Graduating seniors were entrusted with the task of teaching sophomores how to drive. I was assigned to Ralph, the school nerd. On the first day of class, Ralph, who was barely as tall as the Volkswagen but just as wide, opened the door of the Beetle for me. “Do you know how to drive?” he asked.
I gave him my best, “I may be a klutz, but I’m not a nerd” look and smirked, “Of course I know how to drive!” As Ralph opened the passenger-side door to get in, I noticed a small problem. “There’s something wrong with this car. It has three pedals,” I informed him.
Ralph raised his eyebrows into a hairy arch and said, “There’s supposed to be three pedals. This car has a manual transmission.”
“Oh. Well, I want a regular car, with only two pedals,” I told him.
Ralph raised his caterpillar eyebrows even closer to his receding hairline. “You have to drive a stick shift in order to pass the driving exam,” he explained.
The wheels in my head started to turn and so did my attitude towards Ralph. I gave him a big smile and listened as he instructed me on how to start the engine. A few seconds later, the Beetle was hopping through the parking lot like a bucking bronco, the two of us holding on for life. It finally came to rest when the two front wheels went over a ditch and lodged in a puddle of mud.
Calmly, Ralph got out of the car and started to push. “Okay, give it a little gas and back up,” he said. He forgot to tell me to take it out of first gear. I was sure I’d killed Ralph as he was hurled through the air and landed in the mire.
For three days, Ralph persevered as I bounced the Beetle through stop signs, traffic lights, and the cafeteria. The realization finally came that I simply did not have the coordination to drive the car.
On exam day, I met Ralph with tears flowing from my eyes. “I just can’t fail this exam!” I pleaded.
Ralph pondered for a moment, then offered a deal. “The senior prom is a few weeks away and I don’t have a date. If I pass you on the driving exam, will you go to the prom with me?” I agreed and walked away with a passing grade.
A few days later, Ralph approached me in the hallway and asked, “What time should I pick you up for the prom?”

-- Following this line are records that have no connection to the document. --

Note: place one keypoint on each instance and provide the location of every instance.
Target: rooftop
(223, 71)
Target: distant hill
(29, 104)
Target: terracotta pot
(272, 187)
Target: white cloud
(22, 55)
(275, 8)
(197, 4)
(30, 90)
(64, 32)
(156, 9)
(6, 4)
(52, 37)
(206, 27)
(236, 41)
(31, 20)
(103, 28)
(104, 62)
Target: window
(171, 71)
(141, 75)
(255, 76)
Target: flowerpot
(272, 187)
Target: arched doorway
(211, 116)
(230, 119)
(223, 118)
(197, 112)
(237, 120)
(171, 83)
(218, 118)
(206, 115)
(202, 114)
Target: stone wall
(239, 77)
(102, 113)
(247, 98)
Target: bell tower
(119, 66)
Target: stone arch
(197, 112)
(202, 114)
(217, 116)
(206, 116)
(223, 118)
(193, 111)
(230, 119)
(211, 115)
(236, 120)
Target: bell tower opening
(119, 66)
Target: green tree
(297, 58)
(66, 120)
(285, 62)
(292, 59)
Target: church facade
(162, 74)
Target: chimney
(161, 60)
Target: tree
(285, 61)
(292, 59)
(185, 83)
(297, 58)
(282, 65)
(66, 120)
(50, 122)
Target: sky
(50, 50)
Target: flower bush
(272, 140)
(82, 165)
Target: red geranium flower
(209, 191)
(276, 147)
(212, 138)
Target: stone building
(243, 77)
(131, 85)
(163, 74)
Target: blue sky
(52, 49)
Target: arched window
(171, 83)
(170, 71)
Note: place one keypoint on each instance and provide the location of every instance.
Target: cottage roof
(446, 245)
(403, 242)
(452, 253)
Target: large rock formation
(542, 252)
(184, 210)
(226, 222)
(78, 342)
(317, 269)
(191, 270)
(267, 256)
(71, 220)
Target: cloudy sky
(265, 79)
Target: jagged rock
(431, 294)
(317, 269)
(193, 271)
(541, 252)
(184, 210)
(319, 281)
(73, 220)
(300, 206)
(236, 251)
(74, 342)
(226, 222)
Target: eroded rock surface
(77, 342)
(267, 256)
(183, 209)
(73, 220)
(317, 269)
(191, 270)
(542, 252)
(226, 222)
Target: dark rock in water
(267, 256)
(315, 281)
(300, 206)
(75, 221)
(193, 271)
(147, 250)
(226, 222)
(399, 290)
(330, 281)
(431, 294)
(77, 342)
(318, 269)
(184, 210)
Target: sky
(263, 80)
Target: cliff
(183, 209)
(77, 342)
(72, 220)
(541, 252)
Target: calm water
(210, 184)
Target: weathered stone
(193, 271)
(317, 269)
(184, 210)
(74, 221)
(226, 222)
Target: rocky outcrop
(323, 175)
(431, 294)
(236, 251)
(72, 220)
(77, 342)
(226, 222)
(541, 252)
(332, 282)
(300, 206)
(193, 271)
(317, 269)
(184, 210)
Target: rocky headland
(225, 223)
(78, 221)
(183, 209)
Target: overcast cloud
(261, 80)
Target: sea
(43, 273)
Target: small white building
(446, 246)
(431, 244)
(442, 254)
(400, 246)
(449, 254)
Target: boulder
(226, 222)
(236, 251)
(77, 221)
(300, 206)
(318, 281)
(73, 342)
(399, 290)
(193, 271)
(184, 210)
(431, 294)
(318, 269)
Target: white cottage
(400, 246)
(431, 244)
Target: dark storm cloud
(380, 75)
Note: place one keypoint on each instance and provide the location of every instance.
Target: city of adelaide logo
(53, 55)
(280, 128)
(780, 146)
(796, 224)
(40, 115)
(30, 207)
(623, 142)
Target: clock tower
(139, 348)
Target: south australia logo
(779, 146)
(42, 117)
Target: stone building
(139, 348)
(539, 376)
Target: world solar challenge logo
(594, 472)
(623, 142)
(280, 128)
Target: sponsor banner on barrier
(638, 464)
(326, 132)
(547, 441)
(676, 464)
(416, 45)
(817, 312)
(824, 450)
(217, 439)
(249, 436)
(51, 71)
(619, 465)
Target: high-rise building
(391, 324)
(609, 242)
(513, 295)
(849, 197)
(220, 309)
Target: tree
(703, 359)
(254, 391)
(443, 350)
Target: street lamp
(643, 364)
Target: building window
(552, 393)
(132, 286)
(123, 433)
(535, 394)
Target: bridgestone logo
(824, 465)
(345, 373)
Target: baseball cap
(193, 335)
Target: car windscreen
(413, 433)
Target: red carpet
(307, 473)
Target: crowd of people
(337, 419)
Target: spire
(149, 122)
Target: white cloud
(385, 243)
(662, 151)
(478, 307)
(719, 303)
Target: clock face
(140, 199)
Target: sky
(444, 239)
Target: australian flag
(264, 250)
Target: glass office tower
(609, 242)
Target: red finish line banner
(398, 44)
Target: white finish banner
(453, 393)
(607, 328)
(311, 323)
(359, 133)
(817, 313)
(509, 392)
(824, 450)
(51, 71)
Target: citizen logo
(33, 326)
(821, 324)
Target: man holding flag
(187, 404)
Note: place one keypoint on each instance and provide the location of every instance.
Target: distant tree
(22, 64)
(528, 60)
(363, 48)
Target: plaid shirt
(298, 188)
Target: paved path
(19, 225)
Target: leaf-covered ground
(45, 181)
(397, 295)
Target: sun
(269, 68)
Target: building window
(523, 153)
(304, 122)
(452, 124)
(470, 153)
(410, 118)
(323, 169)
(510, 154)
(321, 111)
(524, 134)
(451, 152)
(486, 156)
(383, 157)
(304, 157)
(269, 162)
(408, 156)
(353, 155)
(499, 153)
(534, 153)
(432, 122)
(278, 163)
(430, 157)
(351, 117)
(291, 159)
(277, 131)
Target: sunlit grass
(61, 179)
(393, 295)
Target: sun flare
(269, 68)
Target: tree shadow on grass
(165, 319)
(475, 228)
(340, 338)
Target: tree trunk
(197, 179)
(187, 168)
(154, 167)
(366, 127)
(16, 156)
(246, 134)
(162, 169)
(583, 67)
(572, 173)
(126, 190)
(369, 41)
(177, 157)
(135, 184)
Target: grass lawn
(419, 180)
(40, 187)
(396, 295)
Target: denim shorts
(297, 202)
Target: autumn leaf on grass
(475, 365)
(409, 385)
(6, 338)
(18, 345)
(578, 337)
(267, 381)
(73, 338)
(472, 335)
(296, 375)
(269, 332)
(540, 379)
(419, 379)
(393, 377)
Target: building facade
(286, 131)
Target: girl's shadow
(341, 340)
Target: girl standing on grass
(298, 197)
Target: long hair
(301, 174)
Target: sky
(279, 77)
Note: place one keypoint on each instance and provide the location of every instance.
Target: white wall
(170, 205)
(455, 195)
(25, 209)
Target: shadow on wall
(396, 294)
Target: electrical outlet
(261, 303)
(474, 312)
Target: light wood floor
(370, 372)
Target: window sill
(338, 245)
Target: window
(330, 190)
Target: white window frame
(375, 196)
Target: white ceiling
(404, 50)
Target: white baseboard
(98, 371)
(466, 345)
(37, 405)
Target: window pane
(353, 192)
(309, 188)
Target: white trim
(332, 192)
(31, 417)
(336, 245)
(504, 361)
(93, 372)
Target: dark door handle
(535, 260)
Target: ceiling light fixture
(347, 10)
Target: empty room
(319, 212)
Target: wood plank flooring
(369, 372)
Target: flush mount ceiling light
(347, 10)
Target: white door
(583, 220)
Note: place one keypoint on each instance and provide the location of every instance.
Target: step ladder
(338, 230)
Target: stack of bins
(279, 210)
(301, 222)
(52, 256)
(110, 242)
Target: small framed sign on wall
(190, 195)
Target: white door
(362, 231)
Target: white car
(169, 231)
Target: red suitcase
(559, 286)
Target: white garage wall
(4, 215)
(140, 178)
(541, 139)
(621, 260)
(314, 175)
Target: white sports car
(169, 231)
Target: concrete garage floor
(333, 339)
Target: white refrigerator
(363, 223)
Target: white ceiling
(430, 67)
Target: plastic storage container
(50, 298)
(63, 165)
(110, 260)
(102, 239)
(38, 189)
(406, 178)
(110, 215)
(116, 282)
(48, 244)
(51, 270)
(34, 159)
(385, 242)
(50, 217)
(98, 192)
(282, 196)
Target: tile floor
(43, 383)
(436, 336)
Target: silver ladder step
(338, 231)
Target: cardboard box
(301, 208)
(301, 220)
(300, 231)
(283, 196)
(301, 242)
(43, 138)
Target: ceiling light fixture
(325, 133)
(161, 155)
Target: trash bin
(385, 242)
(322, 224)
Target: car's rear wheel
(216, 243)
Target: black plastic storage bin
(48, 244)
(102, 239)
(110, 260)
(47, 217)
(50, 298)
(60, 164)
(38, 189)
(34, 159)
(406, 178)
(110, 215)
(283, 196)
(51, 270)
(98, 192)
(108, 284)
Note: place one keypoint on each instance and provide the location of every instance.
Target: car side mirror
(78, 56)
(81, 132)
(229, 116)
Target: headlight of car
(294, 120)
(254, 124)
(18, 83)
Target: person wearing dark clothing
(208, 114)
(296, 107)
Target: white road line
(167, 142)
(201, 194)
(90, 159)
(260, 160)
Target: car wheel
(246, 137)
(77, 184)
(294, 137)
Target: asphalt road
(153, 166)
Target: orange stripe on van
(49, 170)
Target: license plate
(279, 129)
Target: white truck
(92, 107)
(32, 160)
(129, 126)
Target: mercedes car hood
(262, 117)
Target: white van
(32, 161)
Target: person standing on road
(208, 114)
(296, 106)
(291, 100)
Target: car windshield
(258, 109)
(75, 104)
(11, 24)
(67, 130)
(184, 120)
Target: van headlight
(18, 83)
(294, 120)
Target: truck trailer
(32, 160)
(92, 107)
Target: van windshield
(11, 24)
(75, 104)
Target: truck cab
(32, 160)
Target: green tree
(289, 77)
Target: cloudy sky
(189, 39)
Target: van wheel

The words that came from my mouth have haunted me for thirty years. “Drop dead, jerk!” was my response. Ralph’s mouth fell and tears welled in his eyes. I immediately realized that in my quest to pass one exam, I had miserably failed another.
Throughout life, we are given many exams, but perhaps the real test is how far we are willing to go to get what we want. Had I failed the driving exam, I could have taken it again. Unfortunately, I cannot re-take that exam in human compassion. The hurt I inflicted is a final grade.
Although I can’t change the past, I have vowed to go forward learning and leaning on God’s word in preparation for the Final Exam. One day I will stand before God and account for all I have done. That’s one exam, I don’t want to fail, and I’m pretty sure I won’t be able to strike a deal with the Teacher.
By the way, I still can’t drive a Volkswagen.